2. System Description

SM is a family of multi-antenna modulation schemes where information is transmitted not only by modulating the amplitude, phase and/or frequency of a sinusoidal carrier, but also by selecting the antenna or group of antennas employed to transmit the modulated symbols. In the simplest scheme, there is just one Radio Frequency (RF) chain, and only one antenna is activated at each time instant, reducing both the transmitter complexity and the power consumption. Despite of this, it allows to transmit information using also all the rest of silent antennas. The more antennas you have, the higher the bit rate you can achieve at a lower energy cost. If M denotes the size of the constellation and $N_t$ the number of transmit antennas, a spectral efficiency of $\eta ={log}_2{N}_t+{log}_{2}M$ bits/s/Hz can be achieved with SM.

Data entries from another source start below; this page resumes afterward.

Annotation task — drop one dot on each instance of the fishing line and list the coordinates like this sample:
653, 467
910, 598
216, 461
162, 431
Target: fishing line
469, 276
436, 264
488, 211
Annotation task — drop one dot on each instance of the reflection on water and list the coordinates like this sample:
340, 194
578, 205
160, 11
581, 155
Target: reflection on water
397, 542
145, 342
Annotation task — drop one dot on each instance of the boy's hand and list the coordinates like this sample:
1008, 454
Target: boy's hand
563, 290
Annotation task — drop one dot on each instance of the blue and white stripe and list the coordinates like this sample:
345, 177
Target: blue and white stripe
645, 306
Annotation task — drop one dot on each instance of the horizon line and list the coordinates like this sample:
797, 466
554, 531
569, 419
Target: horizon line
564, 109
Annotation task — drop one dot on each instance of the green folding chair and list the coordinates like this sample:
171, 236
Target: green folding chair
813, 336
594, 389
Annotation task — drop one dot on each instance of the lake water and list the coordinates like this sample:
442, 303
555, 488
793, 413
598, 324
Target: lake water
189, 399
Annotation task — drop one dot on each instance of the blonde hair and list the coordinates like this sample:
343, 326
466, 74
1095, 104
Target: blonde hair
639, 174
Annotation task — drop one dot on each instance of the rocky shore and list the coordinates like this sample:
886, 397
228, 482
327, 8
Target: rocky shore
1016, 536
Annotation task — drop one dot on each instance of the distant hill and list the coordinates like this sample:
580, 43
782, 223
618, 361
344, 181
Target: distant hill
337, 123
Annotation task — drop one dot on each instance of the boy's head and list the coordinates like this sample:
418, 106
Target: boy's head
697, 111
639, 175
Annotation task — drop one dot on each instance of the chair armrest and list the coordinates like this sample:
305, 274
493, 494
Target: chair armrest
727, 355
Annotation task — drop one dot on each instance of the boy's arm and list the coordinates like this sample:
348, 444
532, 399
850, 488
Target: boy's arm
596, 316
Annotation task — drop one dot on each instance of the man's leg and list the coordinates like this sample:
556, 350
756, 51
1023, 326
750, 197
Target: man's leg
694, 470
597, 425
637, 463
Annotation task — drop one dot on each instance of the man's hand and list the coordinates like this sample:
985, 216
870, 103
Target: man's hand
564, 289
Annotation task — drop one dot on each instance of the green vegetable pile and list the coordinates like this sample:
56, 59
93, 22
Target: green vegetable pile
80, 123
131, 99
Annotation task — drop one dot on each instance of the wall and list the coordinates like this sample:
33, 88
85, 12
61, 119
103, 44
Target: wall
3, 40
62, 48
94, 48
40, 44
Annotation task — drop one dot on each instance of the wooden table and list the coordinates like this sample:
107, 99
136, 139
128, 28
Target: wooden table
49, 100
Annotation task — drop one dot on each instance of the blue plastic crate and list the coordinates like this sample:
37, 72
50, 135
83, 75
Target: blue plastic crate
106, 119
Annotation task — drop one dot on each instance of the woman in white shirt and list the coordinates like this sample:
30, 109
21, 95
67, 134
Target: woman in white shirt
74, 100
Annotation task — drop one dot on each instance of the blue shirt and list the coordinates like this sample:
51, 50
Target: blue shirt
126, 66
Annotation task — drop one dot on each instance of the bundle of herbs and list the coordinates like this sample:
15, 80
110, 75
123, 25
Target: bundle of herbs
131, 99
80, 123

Figure 1 shows a block diagram of a $2\times 2$ adaptive SM system with ACM which allows to change both the coding rate r of the channel encoder and the modulation order M. The adaptation of the physical layer parameters allows to follow the time variant channel with the aim of approaching the transmission bit rate as much as possible to the instantaneous channel capacity.

3. Capacity Calculation of SM Systems

The capacity of SM depends on the SNR $\gamma$ and the channel matrix $\mathbf{H}$. Therefore, whilst a mobile user is moving with his smartphone around the city, the strength of the received signal and the environment surrounding the gNB and the UE antennas will impact the capacity and, in consequence, the maximum bit rate that the user can get.

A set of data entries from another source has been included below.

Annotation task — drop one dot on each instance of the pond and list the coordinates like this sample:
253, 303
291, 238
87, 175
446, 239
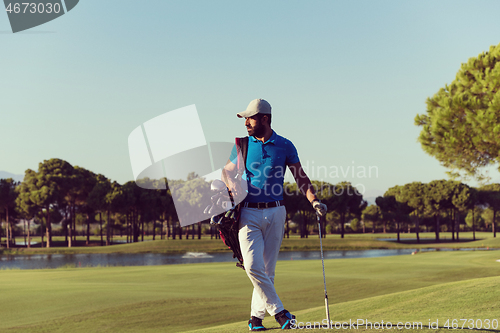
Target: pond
40, 261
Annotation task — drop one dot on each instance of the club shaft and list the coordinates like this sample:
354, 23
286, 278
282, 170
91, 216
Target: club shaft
324, 276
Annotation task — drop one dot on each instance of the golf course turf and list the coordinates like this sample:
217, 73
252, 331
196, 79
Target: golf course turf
216, 297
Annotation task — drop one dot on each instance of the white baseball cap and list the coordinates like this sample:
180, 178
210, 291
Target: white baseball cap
256, 106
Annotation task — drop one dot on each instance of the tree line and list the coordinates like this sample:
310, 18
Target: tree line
60, 193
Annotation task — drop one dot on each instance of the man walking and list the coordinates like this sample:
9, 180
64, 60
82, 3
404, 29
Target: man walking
263, 215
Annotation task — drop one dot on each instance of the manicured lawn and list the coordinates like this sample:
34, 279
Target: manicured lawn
204, 296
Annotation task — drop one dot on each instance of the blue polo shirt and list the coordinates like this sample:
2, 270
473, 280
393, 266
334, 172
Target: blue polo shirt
266, 166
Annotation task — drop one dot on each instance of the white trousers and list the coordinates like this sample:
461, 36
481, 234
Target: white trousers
261, 233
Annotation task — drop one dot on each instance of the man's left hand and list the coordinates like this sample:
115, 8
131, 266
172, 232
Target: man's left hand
320, 208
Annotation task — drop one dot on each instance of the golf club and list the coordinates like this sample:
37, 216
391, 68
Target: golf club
323, 263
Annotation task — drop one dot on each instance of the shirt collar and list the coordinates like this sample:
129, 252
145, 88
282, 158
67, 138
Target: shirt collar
272, 139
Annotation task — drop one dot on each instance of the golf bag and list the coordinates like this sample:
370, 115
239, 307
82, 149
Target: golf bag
228, 222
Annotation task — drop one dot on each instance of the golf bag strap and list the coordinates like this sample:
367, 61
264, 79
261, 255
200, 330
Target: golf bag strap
242, 149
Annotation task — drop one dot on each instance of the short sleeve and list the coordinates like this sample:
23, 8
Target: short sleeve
292, 156
234, 155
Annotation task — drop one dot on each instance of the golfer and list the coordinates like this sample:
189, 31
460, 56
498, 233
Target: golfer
262, 220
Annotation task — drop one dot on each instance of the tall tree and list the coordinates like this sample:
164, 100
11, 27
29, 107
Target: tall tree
98, 199
489, 195
413, 194
8, 195
438, 195
462, 125
45, 188
463, 198
394, 204
371, 214
345, 200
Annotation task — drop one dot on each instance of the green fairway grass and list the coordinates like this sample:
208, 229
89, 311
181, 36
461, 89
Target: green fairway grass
294, 243
178, 298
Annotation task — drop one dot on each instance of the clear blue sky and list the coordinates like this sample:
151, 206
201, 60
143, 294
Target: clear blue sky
345, 78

There is not a closed form expression for the SM capacity although this can be calculated by means of Monte Carlos simulations. To reduce its computation time, some analytical approximations of the SM capacity constrained to a given constellation were proposed. However, those expressions still entail a high complexity and, in addition, they have a problem of overestimation of the true capacity for some channels.

To avoid these issues, a Machine Learning (ML) approach was applied successfully to compute the SM capacity [1]. A Multilayer Feedforward Neural Network (MFNN) was trained with supervised learning to perform the mapping between the channel conditions, $(\gamma ,\mathbf{H})$, and the constrained capacity of SM for several constellations. A single hidden layer MFNN with a specif set of input features extracted from the SNR and the channel matrix was enough to outperform previous analytical approximations, both in terms of accuracy and complexity, as can be seen in Figure 2.

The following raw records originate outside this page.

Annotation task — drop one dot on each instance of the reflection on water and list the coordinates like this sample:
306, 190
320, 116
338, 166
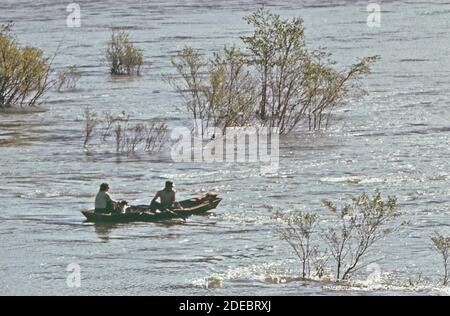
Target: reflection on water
396, 139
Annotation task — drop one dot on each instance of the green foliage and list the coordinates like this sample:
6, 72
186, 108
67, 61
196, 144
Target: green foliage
277, 81
347, 239
24, 72
124, 58
442, 245
298, 232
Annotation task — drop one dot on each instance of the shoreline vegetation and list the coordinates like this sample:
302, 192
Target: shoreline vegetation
273, 81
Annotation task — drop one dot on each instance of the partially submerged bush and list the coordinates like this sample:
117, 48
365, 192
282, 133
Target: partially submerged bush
275, 81
124, 58
347, 239
68, 78
128, 137
442, 245
299, 233
357, 228
24, 72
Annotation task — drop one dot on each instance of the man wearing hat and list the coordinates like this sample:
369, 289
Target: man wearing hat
166, 197
103, 201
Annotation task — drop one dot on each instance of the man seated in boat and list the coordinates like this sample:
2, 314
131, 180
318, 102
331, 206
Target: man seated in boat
166, 197
104, 203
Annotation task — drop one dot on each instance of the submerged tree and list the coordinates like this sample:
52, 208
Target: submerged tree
24, 72
298, 232
294, 82
219, 92
442, 245
347, 239
279, 83
68, 78
123, 56
358, 227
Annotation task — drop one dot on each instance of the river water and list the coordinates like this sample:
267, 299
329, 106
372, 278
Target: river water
395, 139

4. Coding Rate Selection with a Deep Neural Network

The coding rate selection in a practical SM system can be done with the capacity calculated by the neural network if a proper back-off margin $\Delta$ is subtracted from the theoretical capacity. In Figure 3b the throughput achieved with this ACM mechanism is referred as capacity based. Nevertheless, a neural network can be trained for making the coding rate selection directly [2]. In this Deep Learning (DL) based approach, a MFNN of three hidden layers learns the mapping from the channel conditions to the optimum coding rate.

Figure 3b compares the throughput of different adaptive and non adaptive SM systems. For bounding the error rate, a non adaptive system should use a low coding rate that, as can be seen in the plot, limits considerably the achievable throughput. On the other hand, the selection based on the calculated capacity represents clearly a great improvement. However, the DL based mechanism outperforms all the other methods, achieving the highest throughput and being very closed to the ideal genie-aided coding rate selection.

5. Conclusions

In this article our recent contributions regarding the adaptation of SM systems were briefly presented. These embrace the capacity calculation of SM by means of a neural network and the coding rate selection in practical SM systems with a deep neural network. Thus, a link adaptation method is proposed for SM, a sort of modulation scheme considered for beyond 5G systems due to is good trade-off between complexity and spectral and energy efficiency.